Für die Aktivisten ist klar: „Wir gehen hier nicht freiwillig weg.“ Samuel Bosch engagiert sich im Altdorfer Wald vor allem bei den Aktionen mit Bannern. „Mit den Bannern wollen wir viele Leute erreichen. Sie müssen provokant genug sein“, sagt der 18-Jährige. Das Landratsamt hat in den vergangenen Wochen bereits Banner entfernt, wie die Aktivisten in einer Pressemitteilung schreiben. Ihre Reaktion? Ein neues Banner wurde aufgehängt – mit der Aufschrift: „Ihr könnt unsere Banner zerstören, aber nicht die Kraft, die sie schufen.“

Das Landratsamt geht darauf nicht darauf ein. Genau so wenig wie auf die Frage, wie man einordnet, dass die Aktivisten in den vergangenen Wochen mit ihren Aktionen immer wieder Straßensperrungen verursacht haben. Als Versammlungsbehörde stehe man aber in regelmäßigem Austausch mit den Baumbesetzern. Samuel Bosch sagte jüngst in einer Mitteilung der Aktivisten: „Bestimmt war es dem Landratsamt peinlich, wie viel Klimazerstörung es wegen des Politikversagens umsetzen muss.“
Mehr und mehr Baumhäuser kommen dazu
Der Baumhaus-Protest im Altdorfer Wald läuft also vorerst weiter. Die Zahl der Baumhäuser steigt und steigt – weitere Banner-Aktionen und Straßensperrungen werden wohl folgen.

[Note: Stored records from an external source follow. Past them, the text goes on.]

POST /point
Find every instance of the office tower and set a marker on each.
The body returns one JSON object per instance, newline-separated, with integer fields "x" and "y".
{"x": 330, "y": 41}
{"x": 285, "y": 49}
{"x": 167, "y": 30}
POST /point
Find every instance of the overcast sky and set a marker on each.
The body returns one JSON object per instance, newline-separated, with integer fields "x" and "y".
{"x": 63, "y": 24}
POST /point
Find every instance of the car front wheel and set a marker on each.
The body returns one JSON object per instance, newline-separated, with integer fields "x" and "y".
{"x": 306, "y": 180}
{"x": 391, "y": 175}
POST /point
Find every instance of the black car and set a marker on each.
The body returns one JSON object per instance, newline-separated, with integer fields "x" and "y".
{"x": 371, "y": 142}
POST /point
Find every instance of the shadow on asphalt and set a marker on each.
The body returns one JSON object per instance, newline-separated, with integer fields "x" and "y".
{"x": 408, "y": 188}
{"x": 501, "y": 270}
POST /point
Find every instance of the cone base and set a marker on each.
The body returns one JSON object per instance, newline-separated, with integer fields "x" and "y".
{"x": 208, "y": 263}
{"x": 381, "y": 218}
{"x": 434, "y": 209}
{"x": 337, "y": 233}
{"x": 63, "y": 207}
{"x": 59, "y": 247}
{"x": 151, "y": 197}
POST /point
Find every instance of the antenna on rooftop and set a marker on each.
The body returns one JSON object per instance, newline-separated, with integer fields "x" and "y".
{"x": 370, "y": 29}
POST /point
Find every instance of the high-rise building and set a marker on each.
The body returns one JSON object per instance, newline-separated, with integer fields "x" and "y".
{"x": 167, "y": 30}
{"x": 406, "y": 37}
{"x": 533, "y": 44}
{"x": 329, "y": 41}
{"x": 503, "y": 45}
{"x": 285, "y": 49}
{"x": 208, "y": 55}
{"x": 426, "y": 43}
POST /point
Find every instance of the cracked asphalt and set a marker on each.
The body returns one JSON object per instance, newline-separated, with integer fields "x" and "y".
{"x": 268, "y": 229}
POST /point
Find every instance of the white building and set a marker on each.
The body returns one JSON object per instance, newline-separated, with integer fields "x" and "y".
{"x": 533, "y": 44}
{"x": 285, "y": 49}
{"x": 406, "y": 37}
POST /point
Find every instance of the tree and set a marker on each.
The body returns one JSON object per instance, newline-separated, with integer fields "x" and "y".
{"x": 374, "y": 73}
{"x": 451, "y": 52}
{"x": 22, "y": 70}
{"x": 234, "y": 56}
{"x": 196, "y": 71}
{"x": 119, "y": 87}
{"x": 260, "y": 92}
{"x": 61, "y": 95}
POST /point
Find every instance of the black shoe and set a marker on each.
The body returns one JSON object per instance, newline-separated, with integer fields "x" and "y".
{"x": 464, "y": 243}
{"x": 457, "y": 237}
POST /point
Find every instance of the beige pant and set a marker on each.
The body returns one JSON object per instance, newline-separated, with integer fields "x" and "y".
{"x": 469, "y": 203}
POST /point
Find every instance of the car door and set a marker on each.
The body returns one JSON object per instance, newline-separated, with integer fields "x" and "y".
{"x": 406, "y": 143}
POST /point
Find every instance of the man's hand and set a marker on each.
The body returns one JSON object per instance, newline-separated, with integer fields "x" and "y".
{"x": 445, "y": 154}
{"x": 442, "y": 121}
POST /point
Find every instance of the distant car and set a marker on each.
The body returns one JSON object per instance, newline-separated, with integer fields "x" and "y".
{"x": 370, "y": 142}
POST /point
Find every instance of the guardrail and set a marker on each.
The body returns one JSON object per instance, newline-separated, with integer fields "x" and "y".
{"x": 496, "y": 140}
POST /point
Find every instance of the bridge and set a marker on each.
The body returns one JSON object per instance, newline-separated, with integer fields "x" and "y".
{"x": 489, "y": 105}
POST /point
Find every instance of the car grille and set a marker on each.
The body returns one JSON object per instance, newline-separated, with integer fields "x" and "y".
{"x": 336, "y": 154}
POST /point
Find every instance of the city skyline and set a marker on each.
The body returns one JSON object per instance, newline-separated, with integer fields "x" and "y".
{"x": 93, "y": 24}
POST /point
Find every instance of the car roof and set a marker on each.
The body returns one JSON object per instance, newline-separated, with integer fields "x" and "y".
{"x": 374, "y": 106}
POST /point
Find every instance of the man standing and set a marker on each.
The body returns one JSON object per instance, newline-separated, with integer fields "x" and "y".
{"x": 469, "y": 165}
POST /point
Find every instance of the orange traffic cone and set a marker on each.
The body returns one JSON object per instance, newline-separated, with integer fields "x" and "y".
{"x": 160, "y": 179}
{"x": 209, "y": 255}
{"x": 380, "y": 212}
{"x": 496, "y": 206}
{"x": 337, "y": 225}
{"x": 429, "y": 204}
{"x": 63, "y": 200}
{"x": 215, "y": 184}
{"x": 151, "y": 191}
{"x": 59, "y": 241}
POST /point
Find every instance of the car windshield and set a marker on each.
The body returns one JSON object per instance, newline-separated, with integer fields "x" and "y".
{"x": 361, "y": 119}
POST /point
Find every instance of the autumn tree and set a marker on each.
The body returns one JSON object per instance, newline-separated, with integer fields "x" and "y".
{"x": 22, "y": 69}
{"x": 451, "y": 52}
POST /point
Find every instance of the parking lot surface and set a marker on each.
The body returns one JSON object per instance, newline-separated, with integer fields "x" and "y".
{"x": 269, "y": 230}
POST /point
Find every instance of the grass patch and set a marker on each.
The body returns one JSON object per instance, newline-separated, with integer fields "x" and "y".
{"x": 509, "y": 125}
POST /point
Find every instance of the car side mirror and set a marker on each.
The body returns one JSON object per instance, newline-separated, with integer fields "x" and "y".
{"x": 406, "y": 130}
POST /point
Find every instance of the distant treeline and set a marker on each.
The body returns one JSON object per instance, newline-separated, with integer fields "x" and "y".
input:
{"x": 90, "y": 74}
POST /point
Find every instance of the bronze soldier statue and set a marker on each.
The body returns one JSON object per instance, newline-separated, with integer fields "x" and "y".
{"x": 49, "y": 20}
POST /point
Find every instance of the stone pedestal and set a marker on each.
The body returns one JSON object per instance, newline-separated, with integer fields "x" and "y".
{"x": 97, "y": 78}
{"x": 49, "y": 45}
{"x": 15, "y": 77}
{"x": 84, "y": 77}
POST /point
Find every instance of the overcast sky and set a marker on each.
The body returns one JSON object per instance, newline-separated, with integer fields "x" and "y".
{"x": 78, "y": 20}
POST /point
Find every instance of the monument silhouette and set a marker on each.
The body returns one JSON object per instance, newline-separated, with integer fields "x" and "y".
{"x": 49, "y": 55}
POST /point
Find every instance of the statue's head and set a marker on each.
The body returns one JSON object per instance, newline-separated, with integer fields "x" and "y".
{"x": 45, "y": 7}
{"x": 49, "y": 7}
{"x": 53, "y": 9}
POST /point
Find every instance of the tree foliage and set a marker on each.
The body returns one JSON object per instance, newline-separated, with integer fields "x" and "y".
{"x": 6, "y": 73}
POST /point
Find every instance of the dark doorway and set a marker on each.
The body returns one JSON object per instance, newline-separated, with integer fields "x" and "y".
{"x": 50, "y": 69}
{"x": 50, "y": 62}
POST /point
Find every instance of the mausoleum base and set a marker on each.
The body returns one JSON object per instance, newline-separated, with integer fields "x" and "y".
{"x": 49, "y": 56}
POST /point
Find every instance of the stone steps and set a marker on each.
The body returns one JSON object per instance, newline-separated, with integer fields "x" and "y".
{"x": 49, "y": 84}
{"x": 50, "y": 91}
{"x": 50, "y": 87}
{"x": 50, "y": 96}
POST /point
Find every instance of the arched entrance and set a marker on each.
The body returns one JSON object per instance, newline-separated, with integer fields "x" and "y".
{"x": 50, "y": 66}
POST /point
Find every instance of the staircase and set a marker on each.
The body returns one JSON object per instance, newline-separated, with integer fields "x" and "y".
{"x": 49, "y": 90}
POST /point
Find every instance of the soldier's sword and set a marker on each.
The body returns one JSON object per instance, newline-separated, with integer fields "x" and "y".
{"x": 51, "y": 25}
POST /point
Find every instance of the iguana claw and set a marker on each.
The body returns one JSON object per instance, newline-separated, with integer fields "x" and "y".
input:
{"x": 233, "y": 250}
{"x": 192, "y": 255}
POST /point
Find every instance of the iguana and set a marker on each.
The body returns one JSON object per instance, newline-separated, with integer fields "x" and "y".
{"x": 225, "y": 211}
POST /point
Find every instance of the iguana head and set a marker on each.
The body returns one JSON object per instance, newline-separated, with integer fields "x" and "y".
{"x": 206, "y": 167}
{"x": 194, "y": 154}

Samuel Bosch erklärt, dass man keinen Konflikt mit dem Landratsamt oder der Polizei wolle, sondern immer nach Lösungen suche. Denn Fakt ist für die Waldbewohner: „Wir hoffen, nicht geräumt zu werden.“ Dafür würden sie Klima-Aktivisten den Wald auch so besetzen, dass „wir nur schwer zu räumen sind“. Zu Gewalt-Vorfällen sei es im Altdorfer Wald bisher nie gekommen. Und sobald die Rodung gestoppt wird, werde man gehen – um in einen anderen Wald umzuziehen, wo der Protest gegen Rodungen weitergeht.